Jobbik MEP Gyöngyösi: COVID-19 is a historic test for the EU
In the moment of a tragic downturn, every individual and every community – whether national, regional or civilizational, political, economic, religious or cultural – will be put to the test. As far as the European Union is concerned, the COVID-19 outbreak relentlessly sheds light on the current effectiveness of European cooperation.
According to Jobbik MEP Márton Gyöngyösi, this is a decisive moment. This is the time when it turns out how efficient the leadership of our institutions are.
It is now that we find out whether all those measures the EU implemented in the past years are serving the best interest of our community, i.e. every member state and indeed, every one of our citizens regardless of which corner of our continent they reside.

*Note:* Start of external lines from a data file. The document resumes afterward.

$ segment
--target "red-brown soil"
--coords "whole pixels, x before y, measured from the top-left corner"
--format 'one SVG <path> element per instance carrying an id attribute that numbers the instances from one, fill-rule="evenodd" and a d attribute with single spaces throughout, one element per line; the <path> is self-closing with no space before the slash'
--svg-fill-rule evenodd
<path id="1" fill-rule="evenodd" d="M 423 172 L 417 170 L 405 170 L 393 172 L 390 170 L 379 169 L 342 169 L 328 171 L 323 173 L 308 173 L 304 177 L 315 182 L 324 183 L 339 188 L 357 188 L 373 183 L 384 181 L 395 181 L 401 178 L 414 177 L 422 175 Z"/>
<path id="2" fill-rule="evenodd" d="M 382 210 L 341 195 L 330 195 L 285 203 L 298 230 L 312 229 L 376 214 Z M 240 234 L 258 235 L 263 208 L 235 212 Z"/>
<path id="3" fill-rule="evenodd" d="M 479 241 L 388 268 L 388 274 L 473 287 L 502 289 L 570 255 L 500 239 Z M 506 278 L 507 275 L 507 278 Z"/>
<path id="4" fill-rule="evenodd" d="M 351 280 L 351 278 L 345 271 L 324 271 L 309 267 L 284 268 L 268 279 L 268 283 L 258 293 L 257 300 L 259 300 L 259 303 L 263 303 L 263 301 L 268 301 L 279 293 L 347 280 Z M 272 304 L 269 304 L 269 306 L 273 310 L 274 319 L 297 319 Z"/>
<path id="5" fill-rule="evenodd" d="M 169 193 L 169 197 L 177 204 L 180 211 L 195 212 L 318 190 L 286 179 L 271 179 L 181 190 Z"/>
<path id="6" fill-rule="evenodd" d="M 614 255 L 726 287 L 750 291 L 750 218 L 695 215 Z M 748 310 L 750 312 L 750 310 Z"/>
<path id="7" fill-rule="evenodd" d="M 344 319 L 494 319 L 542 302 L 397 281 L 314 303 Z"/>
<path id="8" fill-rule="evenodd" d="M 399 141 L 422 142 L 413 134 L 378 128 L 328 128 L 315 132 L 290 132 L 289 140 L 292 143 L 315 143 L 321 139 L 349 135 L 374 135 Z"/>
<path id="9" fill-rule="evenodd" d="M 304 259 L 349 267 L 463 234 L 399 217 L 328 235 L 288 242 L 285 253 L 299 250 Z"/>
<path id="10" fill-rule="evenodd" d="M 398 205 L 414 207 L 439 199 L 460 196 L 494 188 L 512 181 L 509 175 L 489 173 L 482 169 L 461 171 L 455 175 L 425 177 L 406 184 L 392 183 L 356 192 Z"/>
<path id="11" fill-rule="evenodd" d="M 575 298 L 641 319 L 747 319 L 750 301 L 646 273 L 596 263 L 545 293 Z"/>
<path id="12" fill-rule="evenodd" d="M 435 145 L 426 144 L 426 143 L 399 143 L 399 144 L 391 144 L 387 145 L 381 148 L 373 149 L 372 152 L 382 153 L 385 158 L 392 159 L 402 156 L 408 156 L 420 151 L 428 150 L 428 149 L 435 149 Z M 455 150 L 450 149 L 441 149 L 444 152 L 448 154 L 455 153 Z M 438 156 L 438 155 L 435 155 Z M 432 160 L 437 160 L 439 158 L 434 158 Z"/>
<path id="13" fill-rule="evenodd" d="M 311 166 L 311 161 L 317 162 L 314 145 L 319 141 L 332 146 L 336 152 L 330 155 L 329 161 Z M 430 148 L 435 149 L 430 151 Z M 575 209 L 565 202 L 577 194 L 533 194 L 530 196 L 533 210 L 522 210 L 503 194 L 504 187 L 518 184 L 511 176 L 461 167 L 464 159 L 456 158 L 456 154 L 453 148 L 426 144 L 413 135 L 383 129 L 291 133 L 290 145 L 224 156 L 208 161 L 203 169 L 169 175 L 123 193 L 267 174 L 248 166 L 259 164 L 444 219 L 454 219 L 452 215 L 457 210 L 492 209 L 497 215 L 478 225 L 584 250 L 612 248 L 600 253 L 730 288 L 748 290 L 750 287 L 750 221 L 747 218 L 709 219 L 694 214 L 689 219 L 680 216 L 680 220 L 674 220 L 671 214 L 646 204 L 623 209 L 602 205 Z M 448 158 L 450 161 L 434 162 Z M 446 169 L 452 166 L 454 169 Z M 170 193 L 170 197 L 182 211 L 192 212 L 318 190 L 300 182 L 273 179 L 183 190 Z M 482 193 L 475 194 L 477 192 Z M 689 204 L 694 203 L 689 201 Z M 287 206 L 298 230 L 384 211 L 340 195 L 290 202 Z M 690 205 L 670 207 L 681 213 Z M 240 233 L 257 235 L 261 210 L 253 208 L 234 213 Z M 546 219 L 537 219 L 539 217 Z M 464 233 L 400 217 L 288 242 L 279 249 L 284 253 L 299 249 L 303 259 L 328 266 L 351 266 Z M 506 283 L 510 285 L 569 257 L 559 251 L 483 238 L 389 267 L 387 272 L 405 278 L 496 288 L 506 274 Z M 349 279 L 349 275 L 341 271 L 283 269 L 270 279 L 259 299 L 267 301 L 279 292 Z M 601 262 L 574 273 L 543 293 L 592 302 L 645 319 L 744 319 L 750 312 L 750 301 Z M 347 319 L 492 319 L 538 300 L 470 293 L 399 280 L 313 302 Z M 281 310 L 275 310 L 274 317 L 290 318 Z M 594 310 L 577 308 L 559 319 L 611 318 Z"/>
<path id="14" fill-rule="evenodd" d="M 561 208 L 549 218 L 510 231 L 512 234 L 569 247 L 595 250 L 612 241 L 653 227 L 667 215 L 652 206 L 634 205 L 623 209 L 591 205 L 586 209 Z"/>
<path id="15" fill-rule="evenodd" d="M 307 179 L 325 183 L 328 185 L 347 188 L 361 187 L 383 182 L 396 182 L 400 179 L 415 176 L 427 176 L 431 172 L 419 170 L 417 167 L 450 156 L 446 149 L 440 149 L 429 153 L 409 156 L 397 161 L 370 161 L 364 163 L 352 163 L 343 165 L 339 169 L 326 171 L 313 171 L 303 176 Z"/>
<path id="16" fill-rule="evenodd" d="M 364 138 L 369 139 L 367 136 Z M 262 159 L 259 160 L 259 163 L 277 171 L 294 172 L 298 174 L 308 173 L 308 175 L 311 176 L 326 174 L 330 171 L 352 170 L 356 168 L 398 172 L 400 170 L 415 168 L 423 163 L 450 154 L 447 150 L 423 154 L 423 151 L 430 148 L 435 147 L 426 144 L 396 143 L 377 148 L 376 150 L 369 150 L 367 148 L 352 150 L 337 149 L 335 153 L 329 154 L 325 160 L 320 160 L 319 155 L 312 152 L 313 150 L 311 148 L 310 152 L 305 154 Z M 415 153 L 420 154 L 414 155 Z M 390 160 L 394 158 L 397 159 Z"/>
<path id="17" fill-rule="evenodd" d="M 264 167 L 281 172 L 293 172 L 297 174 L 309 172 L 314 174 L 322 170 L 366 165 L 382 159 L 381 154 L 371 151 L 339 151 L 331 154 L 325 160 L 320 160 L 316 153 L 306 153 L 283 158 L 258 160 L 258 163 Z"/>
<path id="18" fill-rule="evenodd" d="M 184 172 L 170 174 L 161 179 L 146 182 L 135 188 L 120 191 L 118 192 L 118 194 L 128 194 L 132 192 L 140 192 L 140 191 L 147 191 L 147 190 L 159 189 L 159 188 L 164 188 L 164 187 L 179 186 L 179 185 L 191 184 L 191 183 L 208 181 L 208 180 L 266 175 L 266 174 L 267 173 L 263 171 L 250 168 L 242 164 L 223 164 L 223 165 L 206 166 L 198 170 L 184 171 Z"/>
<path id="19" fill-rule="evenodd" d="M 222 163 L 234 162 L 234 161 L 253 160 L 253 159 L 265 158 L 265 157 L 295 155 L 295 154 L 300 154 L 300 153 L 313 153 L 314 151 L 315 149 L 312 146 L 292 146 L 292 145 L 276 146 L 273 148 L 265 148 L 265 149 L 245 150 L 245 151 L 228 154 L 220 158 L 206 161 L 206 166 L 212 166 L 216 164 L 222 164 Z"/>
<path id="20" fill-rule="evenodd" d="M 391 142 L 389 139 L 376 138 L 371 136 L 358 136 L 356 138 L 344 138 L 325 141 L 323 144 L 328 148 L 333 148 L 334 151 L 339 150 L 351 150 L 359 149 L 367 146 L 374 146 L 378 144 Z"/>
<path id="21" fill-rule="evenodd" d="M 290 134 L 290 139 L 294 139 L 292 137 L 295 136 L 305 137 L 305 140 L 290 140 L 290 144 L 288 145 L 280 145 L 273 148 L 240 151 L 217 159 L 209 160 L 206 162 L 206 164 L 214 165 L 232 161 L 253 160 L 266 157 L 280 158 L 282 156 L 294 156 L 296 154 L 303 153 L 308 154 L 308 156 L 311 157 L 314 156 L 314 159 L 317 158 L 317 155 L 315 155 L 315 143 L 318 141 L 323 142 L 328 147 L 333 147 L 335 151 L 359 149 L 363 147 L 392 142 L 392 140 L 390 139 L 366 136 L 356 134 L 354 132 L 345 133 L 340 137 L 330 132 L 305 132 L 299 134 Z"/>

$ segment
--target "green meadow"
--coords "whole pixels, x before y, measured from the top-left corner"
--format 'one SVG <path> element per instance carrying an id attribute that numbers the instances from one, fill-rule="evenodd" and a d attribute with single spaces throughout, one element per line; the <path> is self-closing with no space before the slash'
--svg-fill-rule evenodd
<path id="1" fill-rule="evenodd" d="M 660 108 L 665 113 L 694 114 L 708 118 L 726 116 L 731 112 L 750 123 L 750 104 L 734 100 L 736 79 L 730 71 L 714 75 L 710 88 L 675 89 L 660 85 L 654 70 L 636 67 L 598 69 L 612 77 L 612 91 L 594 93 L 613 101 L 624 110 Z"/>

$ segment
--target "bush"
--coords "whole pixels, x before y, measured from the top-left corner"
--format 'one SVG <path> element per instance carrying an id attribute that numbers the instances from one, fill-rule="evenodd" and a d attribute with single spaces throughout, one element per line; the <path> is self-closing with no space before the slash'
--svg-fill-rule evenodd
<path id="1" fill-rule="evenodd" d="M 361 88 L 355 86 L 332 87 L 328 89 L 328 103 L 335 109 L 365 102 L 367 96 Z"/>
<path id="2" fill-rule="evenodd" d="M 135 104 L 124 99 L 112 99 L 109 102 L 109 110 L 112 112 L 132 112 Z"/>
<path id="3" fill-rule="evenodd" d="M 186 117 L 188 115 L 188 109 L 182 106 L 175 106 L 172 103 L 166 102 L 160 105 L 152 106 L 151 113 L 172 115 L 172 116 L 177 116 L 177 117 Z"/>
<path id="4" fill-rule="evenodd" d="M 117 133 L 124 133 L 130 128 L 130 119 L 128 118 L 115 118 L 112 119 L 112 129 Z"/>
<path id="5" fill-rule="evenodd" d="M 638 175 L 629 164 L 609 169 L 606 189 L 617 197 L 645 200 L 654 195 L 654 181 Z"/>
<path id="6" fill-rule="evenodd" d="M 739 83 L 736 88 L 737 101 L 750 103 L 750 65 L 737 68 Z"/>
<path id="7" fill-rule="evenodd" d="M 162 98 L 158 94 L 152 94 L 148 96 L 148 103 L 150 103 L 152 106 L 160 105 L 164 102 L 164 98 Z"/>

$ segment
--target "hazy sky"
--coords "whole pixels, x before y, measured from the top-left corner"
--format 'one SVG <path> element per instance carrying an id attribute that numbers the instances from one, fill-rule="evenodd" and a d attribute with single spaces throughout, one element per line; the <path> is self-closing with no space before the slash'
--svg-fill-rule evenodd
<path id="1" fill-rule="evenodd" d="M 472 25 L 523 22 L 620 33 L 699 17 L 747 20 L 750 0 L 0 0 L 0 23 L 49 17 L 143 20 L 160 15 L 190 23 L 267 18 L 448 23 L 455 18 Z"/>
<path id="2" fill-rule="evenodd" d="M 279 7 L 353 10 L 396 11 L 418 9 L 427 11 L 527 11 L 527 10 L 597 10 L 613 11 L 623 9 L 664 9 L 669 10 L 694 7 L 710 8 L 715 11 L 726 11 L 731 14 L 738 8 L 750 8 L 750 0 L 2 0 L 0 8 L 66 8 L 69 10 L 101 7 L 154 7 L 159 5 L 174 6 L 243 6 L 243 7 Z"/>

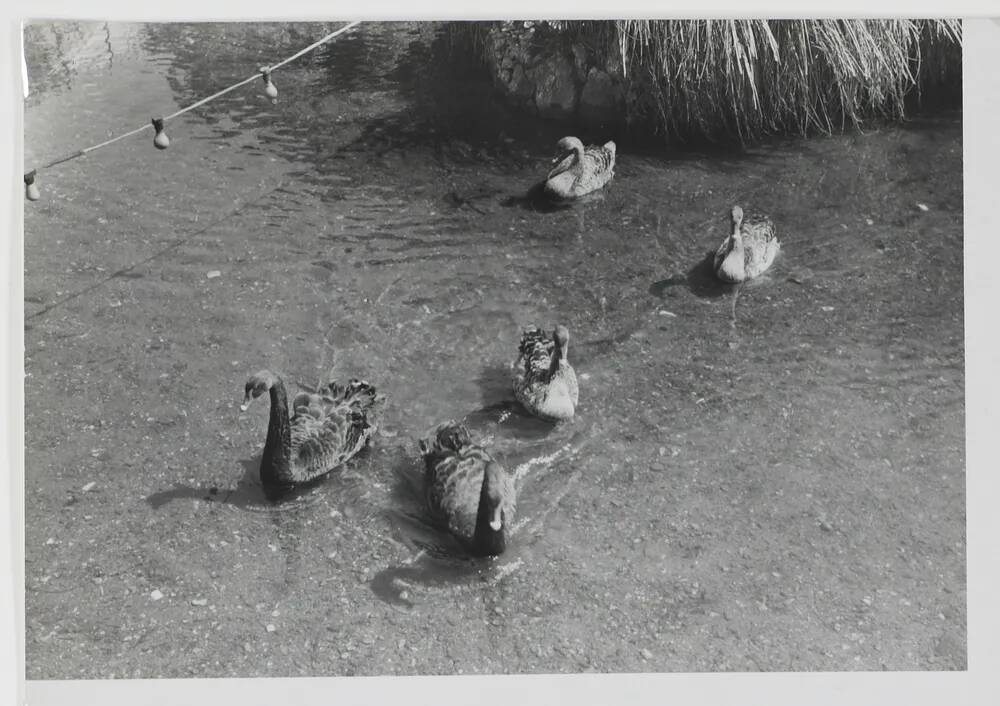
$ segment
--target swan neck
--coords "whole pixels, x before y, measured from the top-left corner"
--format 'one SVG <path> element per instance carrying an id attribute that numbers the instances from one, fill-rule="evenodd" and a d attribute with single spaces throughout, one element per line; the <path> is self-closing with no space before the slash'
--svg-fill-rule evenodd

He believes that this is the time when it becomes apparent how good Europeans really are at putting solidarity into action. For solidarity has been a guiding principle of the EU ever since the founding fathers embracing Christian-Social thought placed it at the heart of post-war European cooperation.
Unfortunately, the EU has an awful accumulated record of accomplishment in managing crises of the past few decades. Just in the most recent past, the EU made a complete mess of the financial crisis unfolding in 2008 that hit European businesses, consumers and member states alike pushing many to the brink of bankruptcy, insolvency, and perpetual indebtedness, putting even the hitherto greatest economic achievement of the EU, the common currency at risk.
The disastrous repercussions of the economic mismanagement are still lasting in many of the countries of the EU’s periphery.
Gyöngyösi added that European solidarity, concerted action and crisis management again left a lot to be desired at the time when migration hit the Southern boundaries of the European continent, putting another grand project of European cooperation, Schengen at risk.
We can only hope that after its undetermined perplexity the Commission and the Council can act quickly and efficiently in response to the complex challenges posed by the pandemic. We can only hope that after a series of blunders in the past decades the EU has learned from its mistakes and will make the necessary institutional reforms to improve its reaction speed and bravado.
Failure to act in time of crisis can cost the European project dearly by undermining trust in European institutions. As history has demonstrated on many occasions, if established institutions cannot provide the necessary and immediate help to citizens, there is a risk of ditching those institutions and turning to solutions that appear simpler, clearer and more efficient. Moreover, we should not delude ourselves: adversaries of European cooperation are already on the scene, waiting to take over and offer their populist-authoritarian agenda as an alternative.
It is now that we can decide whether the future of Europe will be built on solidarity, and a mutually beneficial cooperation between democratic states or, alternatively, on self-seeking, authoritarian regimes.
According to Gyöngyösi, if we opt for the former, we have to get down to reforming our institutions that have long been synonymous with inefficiency. The good news is, we do not have to re-invent the wheel, just tread on the pass marked out by the founding fathers. Let us make it happen.